Updated date:

How to Host a Virtual Passover Seder on Zoom or Google Hangouts

In her spare time, Abby Slutsky enjoys brainstorming unique ways of entertaining.

Celebrate Passover with a virtual service and the unique foods that help make the holiday special.

Celebrate Passover with a virtual service and the unique foods that help make the holiday special.

Every time Passover comes around, it's hard to believe it's been a year since the last. Unlike most years, I prepared a Zoom seder last year. Although it took a little work, I planned for each participant to be responsible for a part of the seder, so it flowed smoothly despite everyone being in different places.
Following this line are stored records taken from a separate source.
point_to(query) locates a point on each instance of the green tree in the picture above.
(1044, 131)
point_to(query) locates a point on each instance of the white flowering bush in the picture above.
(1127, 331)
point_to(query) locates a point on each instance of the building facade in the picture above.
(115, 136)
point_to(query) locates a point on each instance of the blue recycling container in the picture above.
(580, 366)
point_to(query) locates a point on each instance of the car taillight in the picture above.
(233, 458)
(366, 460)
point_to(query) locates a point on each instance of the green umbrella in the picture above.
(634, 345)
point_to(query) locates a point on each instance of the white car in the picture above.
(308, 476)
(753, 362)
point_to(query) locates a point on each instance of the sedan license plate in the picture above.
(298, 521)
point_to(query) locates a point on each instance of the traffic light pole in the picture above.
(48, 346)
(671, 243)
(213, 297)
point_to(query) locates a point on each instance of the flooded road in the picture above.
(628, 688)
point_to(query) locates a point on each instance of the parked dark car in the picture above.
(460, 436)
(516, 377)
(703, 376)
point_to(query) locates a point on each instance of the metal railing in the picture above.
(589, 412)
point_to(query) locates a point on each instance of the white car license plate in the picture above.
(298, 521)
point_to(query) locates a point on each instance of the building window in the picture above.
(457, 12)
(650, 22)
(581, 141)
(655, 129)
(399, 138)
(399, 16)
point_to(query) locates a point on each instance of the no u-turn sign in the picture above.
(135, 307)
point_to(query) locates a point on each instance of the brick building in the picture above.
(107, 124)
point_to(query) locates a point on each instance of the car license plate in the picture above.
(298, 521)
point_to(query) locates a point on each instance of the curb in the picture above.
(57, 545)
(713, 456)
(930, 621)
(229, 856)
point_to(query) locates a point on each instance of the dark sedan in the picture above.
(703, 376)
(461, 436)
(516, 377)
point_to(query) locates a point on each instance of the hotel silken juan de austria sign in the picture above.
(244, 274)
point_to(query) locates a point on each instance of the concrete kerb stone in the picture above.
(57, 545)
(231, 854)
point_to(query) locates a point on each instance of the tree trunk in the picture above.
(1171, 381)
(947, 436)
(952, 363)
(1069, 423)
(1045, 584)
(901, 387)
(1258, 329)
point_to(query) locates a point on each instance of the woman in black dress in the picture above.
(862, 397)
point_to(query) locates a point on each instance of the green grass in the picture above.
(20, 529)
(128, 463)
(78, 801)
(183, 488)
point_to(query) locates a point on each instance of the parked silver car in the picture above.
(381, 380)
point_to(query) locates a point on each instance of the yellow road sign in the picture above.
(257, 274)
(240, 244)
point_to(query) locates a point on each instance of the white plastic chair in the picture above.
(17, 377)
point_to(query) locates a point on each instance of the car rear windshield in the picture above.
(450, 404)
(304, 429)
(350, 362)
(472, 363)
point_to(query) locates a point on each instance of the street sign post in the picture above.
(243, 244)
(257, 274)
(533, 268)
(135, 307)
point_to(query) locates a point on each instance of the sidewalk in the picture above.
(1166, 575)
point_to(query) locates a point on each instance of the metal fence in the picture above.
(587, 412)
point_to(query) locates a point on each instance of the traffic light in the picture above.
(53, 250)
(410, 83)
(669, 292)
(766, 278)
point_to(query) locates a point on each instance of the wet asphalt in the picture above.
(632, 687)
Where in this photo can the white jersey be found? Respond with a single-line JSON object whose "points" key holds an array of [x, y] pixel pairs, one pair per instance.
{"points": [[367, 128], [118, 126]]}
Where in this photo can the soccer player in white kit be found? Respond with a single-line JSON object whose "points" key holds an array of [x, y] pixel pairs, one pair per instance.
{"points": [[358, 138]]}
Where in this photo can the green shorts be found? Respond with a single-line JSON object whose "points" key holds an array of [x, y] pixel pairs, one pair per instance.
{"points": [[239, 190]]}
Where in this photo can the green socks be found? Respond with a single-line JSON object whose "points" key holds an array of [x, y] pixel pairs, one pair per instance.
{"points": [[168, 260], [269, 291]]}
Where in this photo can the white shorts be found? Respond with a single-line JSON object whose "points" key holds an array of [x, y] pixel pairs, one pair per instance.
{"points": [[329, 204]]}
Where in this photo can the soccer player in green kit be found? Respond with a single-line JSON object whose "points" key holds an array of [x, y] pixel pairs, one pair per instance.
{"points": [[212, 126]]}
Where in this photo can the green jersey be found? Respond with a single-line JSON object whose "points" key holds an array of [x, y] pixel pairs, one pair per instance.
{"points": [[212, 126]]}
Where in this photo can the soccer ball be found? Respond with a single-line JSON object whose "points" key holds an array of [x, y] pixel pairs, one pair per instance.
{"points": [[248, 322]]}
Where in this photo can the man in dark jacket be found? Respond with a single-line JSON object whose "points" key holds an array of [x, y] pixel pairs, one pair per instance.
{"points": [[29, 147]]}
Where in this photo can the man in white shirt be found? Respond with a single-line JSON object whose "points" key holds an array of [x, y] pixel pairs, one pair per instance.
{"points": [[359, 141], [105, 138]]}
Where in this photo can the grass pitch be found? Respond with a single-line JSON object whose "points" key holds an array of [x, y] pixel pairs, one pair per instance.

It did not take that much time to get it together, so I thought I’d share some tips for anyone else who might be planning a virtual family gathering for Passover. Here are five things you can do to make your virtual seder feel festive and run smoothly:

  1. Choose a Meeting Time and Forum
  2. Decide How Long You Want the Seder to Last
  3. Assign Each Part in Advance
  4. Provide Participants With the Necessary Links
  5. Take Advantage of Helpful Online Resources
Select a time and forum that is convenient for your virtual guests.

Select a time and forum that is convenient for your virtual guests.

1. Choose a Meeting Time and Forum

Whatever virtual forum you decide upon will require you to set up a particular time for the meeting. Whether you choose Zoom, Google Hangouts, What’s App, or another forum, make sure that everyone is comfortable using it.

When selecting the forum for your virtual Passover seder, consider the length of time and the ease of use. If relatives who are not savvy with technology will be attending, you may want to create a test meeting a day or two before to make sure that everyone is comfortable using their online meeting technology.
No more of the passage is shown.